A first-order differential equation is said to be separable if it can be written in a form where all terms involving the dependent variable $y$ and its differential $dy$ appear on one side of the equation, while all terms involving the independent variable $x$ and its differential $dx$ appear on the other side.
It looks like the following:
$$ \frac{dy}{dx}=\frac{f(x)}{g(y)} $$
or, in a better way,
$$ g(y)dy=f(x)dx $$
Here, we construct our equation in such a form so that we can integrate easily. It is trivial to apply:
$$ \int g(y)dy=\int f(x)dx $$
Letting, by Fundamental Theorem of Calculus, $F$ be an anti-derivative of $f$, and $G$ be an anti-derivative of $g$, we obtain:
$$ G(y)+C_{1}=F(x)+C_{2} $$
Of course, $C_{1}$ and $C_{2}$ are arbitrary constants. Therefore, we can simply collect the constants in one side and say:
$$ G(y)=F(x)+C. $$
Example (1) Solve the following differential equation for $y$ explicitly.

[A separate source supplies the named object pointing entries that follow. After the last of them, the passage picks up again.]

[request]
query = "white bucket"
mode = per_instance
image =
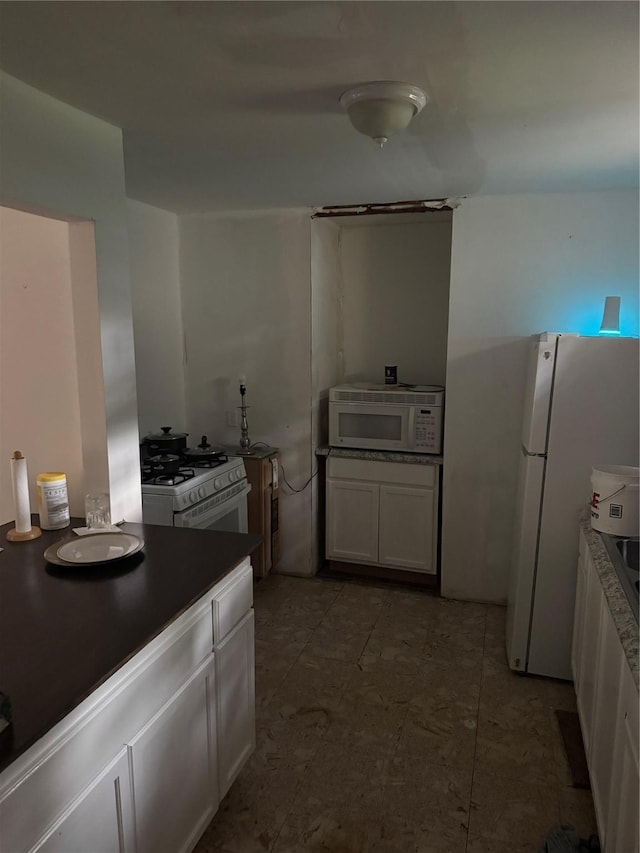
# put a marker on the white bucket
(614, 502)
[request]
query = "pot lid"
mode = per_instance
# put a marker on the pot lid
(204, 449)
(163, 458)
(166, 435)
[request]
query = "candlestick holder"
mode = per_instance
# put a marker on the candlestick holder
(245, 441)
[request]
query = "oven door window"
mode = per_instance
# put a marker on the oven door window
(385, 427)
(228, 515)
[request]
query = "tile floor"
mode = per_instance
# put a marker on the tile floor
(388, 721)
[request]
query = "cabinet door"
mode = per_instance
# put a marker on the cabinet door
(100, 819)
(622, 828)
(609, 669)
(594, 603)
(406, 524)
(578, 619)
(235, 676)
(352, 521)
(173, 762)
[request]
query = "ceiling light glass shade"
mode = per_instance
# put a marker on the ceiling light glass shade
(611, 316)
(382, 109)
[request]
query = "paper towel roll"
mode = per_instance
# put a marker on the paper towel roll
(20, 483)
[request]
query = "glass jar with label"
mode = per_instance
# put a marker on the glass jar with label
(53, 500)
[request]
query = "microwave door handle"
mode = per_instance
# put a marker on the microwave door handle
(411, 438)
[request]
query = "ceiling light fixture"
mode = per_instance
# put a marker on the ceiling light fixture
(383, 108)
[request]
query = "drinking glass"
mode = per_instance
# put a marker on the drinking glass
(97, 510)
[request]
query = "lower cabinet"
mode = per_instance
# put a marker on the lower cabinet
(100, 820)
(382, 513)
(235, 666)
(607, 700)
(174, 768)
(141, 764)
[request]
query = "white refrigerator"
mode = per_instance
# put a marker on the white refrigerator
(581, 411)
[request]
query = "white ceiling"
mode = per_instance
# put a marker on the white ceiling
(230, 105)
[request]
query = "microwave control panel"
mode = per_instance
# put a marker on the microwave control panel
(428, 426)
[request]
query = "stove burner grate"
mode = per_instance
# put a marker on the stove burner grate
(149, 478)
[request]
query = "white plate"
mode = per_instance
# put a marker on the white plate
(98, 548)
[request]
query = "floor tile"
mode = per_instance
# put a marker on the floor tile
(506, 810)
(388, 721)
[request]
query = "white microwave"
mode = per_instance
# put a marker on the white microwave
(378, 417)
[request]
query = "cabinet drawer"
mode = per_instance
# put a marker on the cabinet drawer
(403, 473)
(65, 761)
(232, 599)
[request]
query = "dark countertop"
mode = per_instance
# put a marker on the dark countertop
(63, 632)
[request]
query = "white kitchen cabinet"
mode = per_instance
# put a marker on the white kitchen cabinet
(382, 513)
(135, 766)
(174, 768)
(352, 521)
(591, 615)
(607, 700)
(622, 825)
(605, 712)
(100, 819)
(405, 540)
(234, 660)
(578, 616)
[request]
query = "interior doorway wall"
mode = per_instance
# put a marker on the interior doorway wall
(51, 388)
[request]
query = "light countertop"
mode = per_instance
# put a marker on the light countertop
(381, 455)
(617, 601)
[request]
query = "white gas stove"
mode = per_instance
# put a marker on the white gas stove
(212, 498)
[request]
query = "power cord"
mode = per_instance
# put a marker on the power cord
(284, 476)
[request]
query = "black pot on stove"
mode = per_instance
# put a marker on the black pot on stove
(165, 443)
(204, 452)
(162, 465)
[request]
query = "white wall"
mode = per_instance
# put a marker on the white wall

$$ \frac{dy}{dx}=3y^{2}x^{2} $$
Solution: We wish to, firstly, collect the terms involving $dy$ and $y$, and, $dx$ and $x$ in different sides. Here, we obtain
$$ \frac{dy}{3y^{2}}=x^{2}dx. $$
The rest is trivial integration.
$$ \begin{aligned} \int\frac{1}{3y^{2}}dy &= \int x^{2}dx \\ -\frac{1}{3y}+C_{1} &= \frac{x^{3}}{3}+C_{2} \\ -\frac{1}{3y} &= \frac{x^{3}}{3}+C \\ y=y(x) &= -\frac{1}{x^{3}+\tilde{C}} \end{aligned} $$
Example (2) Solve the following differential equation for $y$ explicitly
$$ y^{\prime}=7(x+6)(y^{2}+1) $$
Solution: Now, observe that, in the equation in the example, there exists no explicit differentials. We, however, know that $y^{\prime}$ can be also expressed as $\frac{dy}{dx}$. Here, we note that, as a matter of fact, different notations of derivatives have historical meanings, but, in the course of differential equations, it makes it much easier to use Leibniz notation, that is, $\frac{dy}{dx}$. If the reader wants further information about the topic, $y^{\prime}$ is referred as Lagrange’s notation, and $\dot{y}$ is referred as Newton’s notation (of derivatives).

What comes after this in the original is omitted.